(Agefi-Dow Jones)--Les cours du pétrole repartent à la hausse mardi après une tentative de stabilisation, alors que Donald Trump serait prêt à mettre fin à la guerre avec l'Iran même en l'absence de réouverture du détroit d'Ormuz, selon le Wall Street Journal.
En baisse dans la matinée, le contrat de mai sur le brut léger doux (WTI) coté au Nymex avançait de 1,2% vers 17h00, à 104,08 dollars le baril.

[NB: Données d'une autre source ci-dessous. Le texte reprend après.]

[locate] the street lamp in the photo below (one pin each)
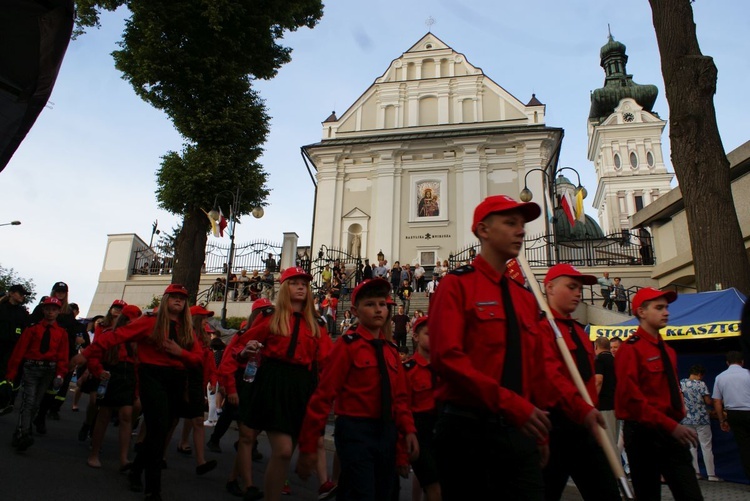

Le contrat de mai sur le brent de la mer du Nord, référence internationale, gagnait 0,6%, à 108,01 dollars.
La veille, les déclarations du président américain au sujet d'un progrès des négociations avec l'Iran n'étaient pas parvenues à ramener le calme sur les marchés et le baril s'était approché de ses plus hauts niveaux depuis 2022.
"Les marchés peinent à trouver une direction claire et restent soumis à des signaux contradictoires en provenance du Moyen-Orient", commente Daniela Hathorn, analyste à Capital.com. "Les investisseurs sont confrontés à des récits divergents qui compliquent l'évaluation des issues possibles et les dernières informations n'ont fait que renforcer l'incertitude", ajoute-t-elle.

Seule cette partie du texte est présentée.